In some circles — typically those of the young, affluent and health conscious — the idea of eating insects, or entomophagy, has caught on, fast, spurred on by a 2013 pro bugs-as-food report from the U.N. The only argument against insects as a sustainable protein is the Western “ick” factor, the report said, writing “from ants to beetle larvae — eaten by tribes in Africa and Australia as part of their subsistence diets — to the popular, crispy-fried locusts and beetles enjoyed in Thailand, it is estimated that insect-eating is practiced regularly by at least 2 billion people worldwide.” (The dried crickets previously mentioned were grown and dried in Thailand and shipped to the U.S. through a London-based company, an example of how hard it still is to get human-grade bugs stateside.)
Bugs aren’t the only environmentally friendly food produced in the Bay Area. In San Francisco’s SoMa district, there’s Hampton Creek. The company goal: Create the world’s first plant-based egg that scrambles, emulsifies, bakes, feels and tastes just like the real thing. No small feat for even the most-talented brains Silicon Valley can offer.
Also in the business of plant protein is Beyond Meat, a company headquartered in El Segundo, California, near Los Angeles. The company’s technology was born out of research from Dr. Fu-hung Hsieh and Harold Huff at the University of Missouri. The two scientists created a new method of mixing, heating and pressurizing plant proteins to mimic the fiber structure of real meat, a novelty among soy meat replacements.
Perhaps most controversial of all, innovators in The Netherlands and the U.S. are growing meat in a lab — cultivating real cattle muscle cells that are then “assembled just like you assemble a regular hamburger patty,” researcher Mark Post, of Maastricht University in The Netherlands, told weather.com. “And then basically you just fry it, and eat it.”

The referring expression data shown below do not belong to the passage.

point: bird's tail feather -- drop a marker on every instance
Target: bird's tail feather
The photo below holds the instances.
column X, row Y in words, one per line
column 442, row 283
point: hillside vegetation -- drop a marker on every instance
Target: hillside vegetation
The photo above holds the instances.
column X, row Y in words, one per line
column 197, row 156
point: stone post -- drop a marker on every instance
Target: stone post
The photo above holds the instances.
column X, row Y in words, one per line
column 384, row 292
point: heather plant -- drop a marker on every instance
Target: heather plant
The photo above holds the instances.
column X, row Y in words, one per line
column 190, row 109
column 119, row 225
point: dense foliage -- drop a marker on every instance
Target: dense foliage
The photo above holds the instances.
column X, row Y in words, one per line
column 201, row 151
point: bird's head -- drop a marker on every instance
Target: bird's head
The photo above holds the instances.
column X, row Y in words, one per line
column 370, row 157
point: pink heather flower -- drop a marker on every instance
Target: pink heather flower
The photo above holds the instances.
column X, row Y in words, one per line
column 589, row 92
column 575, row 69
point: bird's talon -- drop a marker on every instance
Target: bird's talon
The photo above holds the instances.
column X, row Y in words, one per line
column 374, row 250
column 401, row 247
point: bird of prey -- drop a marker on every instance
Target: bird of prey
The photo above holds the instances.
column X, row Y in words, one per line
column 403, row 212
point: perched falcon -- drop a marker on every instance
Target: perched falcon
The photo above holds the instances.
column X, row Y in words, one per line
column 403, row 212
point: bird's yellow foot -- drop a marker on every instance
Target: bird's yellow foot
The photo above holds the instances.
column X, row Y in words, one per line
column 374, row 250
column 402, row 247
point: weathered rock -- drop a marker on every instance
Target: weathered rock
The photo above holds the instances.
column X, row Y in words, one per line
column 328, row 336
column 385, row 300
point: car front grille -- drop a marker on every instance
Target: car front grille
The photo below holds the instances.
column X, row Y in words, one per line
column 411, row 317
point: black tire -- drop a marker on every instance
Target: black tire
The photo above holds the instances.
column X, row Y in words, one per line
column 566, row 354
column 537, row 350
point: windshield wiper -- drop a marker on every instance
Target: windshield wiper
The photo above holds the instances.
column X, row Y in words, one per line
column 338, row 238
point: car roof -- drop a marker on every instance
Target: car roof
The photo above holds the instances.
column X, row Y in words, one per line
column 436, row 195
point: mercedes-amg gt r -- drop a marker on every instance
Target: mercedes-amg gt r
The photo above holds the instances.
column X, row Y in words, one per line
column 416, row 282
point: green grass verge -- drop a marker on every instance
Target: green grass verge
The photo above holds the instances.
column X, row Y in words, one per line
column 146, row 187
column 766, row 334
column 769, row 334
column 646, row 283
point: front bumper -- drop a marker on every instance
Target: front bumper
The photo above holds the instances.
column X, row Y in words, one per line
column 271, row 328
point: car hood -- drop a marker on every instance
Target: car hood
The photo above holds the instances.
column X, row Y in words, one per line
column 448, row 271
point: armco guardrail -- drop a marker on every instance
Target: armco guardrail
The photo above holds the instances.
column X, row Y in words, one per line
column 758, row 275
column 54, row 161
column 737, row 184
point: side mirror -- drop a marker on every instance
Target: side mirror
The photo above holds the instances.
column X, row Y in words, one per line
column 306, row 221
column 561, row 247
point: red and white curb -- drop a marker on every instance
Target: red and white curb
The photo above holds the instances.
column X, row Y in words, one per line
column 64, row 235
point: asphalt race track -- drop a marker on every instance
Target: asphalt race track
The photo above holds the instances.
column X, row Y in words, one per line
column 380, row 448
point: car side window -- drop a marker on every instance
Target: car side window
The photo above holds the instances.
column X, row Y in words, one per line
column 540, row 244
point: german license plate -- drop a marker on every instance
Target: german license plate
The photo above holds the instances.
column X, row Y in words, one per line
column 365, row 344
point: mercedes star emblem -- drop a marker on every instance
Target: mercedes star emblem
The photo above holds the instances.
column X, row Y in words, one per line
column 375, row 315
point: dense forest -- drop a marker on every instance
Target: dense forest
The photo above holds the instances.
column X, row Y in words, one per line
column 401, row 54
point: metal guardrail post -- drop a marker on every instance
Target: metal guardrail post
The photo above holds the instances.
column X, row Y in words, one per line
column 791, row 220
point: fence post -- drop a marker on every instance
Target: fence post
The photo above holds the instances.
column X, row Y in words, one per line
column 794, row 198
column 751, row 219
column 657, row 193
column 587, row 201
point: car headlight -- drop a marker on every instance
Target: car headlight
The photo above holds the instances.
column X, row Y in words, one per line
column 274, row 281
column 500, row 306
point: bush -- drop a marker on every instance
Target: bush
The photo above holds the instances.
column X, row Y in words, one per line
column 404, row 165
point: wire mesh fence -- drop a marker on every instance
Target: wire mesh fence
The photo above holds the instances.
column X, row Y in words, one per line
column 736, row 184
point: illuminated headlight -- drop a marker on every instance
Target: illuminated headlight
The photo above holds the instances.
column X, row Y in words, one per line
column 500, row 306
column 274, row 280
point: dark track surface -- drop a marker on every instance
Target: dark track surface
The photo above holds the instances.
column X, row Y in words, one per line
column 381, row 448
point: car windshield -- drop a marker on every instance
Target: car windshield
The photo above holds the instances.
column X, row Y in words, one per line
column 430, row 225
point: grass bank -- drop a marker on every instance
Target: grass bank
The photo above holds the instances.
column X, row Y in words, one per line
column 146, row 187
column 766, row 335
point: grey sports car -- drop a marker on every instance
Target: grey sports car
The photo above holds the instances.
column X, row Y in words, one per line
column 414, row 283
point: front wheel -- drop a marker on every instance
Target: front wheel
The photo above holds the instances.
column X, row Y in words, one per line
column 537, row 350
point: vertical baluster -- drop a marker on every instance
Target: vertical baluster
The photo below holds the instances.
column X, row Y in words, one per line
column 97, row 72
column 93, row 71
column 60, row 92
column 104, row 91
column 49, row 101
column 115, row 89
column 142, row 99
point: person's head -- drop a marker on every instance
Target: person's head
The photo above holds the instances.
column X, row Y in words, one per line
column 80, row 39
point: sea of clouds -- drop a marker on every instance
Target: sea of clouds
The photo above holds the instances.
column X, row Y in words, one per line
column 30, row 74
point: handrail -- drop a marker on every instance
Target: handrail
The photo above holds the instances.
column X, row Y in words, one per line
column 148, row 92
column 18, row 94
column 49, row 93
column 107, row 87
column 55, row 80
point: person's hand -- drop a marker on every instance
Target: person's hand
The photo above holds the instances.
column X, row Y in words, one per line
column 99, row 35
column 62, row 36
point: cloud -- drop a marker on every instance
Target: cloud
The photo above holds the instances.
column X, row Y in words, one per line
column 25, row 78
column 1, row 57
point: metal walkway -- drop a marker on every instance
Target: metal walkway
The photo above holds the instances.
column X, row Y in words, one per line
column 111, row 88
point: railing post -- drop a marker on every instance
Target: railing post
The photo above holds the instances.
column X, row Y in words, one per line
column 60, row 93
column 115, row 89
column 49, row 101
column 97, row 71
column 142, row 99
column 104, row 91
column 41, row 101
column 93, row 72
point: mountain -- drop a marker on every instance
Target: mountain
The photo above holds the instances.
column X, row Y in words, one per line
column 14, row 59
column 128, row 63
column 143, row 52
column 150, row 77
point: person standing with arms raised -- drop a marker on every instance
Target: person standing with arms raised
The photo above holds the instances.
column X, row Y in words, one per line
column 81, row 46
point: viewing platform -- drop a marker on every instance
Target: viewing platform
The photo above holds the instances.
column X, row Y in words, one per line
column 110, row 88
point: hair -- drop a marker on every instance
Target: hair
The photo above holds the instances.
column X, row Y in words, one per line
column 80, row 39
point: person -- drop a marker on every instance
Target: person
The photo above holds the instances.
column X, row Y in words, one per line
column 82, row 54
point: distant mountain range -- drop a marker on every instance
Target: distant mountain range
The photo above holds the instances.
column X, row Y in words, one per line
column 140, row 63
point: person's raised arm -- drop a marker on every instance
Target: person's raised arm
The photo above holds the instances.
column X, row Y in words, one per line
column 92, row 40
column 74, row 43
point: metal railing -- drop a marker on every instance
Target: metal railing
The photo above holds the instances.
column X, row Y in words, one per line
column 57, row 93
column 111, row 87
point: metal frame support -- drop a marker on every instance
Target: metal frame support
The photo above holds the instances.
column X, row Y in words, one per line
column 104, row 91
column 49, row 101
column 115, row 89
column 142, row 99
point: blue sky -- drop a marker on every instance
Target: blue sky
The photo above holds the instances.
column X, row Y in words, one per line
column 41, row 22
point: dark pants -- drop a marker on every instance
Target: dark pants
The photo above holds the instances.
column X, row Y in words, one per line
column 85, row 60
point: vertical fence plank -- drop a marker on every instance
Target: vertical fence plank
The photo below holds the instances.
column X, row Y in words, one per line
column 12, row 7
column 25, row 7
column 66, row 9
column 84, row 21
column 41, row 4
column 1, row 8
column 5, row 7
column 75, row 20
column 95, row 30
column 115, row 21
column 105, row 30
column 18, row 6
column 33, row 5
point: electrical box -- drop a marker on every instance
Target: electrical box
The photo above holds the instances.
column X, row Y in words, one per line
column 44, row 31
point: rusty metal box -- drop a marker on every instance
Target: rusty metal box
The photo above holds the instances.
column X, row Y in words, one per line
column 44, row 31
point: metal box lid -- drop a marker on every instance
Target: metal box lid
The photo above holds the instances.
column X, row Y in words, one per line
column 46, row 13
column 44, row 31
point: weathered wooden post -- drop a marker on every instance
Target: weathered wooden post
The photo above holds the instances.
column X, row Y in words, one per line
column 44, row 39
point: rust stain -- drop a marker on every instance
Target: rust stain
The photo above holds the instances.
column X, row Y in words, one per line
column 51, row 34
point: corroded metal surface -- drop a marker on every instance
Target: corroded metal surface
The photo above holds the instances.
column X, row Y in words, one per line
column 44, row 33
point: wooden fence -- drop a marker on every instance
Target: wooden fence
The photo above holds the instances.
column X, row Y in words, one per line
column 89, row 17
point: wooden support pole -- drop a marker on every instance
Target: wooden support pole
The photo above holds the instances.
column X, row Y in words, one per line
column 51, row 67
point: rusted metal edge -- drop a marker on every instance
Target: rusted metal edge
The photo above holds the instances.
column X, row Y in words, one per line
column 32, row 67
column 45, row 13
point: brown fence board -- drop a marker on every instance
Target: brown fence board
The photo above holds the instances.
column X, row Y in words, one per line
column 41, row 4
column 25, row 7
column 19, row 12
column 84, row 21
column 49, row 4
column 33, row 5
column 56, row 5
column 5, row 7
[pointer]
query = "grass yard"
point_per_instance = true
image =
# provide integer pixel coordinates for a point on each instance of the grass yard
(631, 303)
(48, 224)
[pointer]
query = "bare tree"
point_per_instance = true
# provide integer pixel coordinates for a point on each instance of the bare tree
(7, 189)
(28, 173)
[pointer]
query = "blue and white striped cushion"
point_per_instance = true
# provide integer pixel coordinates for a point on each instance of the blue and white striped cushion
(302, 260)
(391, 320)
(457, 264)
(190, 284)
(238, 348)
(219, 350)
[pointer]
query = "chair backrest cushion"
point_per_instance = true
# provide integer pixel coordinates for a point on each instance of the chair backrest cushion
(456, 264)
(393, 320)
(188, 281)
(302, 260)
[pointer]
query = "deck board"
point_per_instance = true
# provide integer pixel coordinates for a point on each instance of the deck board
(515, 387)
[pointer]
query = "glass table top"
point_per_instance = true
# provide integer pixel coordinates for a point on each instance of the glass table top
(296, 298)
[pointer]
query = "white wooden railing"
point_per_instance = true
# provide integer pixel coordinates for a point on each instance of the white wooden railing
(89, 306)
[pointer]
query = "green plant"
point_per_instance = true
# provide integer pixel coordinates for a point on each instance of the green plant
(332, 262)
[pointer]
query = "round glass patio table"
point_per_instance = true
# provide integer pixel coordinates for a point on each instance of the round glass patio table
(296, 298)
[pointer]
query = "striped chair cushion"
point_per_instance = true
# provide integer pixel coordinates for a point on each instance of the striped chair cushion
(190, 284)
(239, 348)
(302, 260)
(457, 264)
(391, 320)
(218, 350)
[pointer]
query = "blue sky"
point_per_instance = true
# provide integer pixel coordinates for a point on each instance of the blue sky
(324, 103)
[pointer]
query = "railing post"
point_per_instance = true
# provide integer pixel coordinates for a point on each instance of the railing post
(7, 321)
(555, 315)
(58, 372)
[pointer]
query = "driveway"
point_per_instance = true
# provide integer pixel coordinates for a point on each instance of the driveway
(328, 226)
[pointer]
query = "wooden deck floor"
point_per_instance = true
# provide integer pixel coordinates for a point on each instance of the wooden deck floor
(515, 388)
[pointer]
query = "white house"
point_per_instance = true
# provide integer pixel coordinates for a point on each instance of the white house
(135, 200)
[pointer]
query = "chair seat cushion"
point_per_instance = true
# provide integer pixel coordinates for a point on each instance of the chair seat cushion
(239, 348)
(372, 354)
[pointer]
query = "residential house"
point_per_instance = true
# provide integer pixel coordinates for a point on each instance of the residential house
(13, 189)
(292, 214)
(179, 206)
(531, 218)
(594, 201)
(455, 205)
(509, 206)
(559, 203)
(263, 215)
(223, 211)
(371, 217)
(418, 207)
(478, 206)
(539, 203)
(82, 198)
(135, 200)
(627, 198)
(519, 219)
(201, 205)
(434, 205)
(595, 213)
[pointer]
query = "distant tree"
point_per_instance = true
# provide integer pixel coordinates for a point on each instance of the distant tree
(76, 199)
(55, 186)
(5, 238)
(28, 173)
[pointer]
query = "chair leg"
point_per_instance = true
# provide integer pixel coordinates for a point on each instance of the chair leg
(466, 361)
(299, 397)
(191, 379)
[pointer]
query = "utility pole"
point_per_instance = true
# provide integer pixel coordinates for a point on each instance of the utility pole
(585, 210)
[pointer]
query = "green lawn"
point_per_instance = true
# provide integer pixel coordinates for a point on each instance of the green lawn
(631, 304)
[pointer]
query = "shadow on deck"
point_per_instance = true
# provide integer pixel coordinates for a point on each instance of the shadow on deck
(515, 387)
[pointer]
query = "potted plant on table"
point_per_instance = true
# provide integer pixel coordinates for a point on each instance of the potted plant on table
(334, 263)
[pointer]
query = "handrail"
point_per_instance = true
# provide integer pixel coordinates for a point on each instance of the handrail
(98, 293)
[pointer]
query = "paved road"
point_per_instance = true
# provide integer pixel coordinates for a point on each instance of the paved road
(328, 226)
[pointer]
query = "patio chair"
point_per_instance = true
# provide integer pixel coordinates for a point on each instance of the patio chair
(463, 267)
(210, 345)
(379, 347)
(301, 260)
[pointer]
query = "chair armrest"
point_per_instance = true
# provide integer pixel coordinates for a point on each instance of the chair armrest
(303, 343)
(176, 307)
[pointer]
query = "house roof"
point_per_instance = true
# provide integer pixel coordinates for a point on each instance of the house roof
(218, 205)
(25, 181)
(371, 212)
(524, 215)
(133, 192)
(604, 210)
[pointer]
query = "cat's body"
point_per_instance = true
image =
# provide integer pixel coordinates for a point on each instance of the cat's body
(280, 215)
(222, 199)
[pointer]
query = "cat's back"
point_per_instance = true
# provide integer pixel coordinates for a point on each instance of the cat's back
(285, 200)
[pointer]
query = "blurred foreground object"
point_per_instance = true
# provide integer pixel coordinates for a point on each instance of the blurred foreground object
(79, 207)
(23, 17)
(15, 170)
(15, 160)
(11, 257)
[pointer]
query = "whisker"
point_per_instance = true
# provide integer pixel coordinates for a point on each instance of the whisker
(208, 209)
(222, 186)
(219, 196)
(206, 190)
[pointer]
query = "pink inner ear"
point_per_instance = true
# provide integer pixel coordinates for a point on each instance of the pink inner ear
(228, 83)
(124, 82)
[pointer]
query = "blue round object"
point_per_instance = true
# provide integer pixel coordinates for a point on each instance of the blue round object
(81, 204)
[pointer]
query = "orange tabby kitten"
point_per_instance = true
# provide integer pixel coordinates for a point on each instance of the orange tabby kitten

These three distinct technologies raise questions about what constitutes “real food” — that 21st-century buzzword popularized by Michael Pollan and the like, to indicate a whole food, nutrition-minded lifestyle. All three technologies also emphasize that sustainable food — not to mention human health and animal welfare — is more important than ever.
“The timeline to act is really now,” Danielle Nirenberg, the founder of Food Tank, a food sector research institute, told weather.com. “It’s to our detriment to think that we have 50 years to solve the issue of unsustainable agriculture.”
What’s about to happen to our planet and our food supply is sobering. There are a variety of factors steering the globe toward crisis.
First, sheer numbers. Today, there are 7.2 billion people in the world; 842 million of those individuals are undernourished, according to the U.N. The population is projected to increase by 1 billion over the next 12 years, eventually reaching 9.6 billion by 2050. These additional humans, as well as climatic factors, mean the world will need 70 percent more food, as measured by calories, to feed the world, the U.N. stated in late 2013.